Banknorth gives it a second chance. The company has been an active acquirer itself, with 12 deals in the last 11 years, the biggest of which was a $735 million deal for American Financial Holdings of Connecticut in 2003.

Led by the charismatic Bill Ryan as its chief executive, Banknorth has spread south into Massachusetts and Connecticut. But to achieve his ambitions of growing from a $30 billion asset bank to a $70 billion asset bank (or even bigger), Ryan needed the deeper pockets of a bigger partner.

In selling the majority interest to TD Bank, he said he will have the chance to look at bigger deals than he might have otherwise considered. "That was the rationale for the TD Banknorth combination," he said Tuesday. Without TD, "we would not have been able to structure a 49% cash transaction."

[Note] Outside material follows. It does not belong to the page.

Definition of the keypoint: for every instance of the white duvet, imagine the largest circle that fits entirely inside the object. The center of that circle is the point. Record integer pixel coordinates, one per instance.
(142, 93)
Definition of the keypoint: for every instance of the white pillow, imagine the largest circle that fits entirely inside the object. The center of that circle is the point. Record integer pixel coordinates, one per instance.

With the addition of Hudson United, which isbased in Mahwah, N.J., TD Banknorth would have $41 billion of assets, $27 billion of deposits and 590 branches. It takes TD Banknorth into the affluent Connecticut suburbs bordering New York and into Philadelphia, New York City and southern New Jersey.

Still, there are some red flags. Hudson United got tripped up by the more stringent reporting requirements of the Bank Secrecy Act and is under scrutiny for its money-laundering controls. It is operating under a cease and desist order by the Federal Deposit Insurance Corp.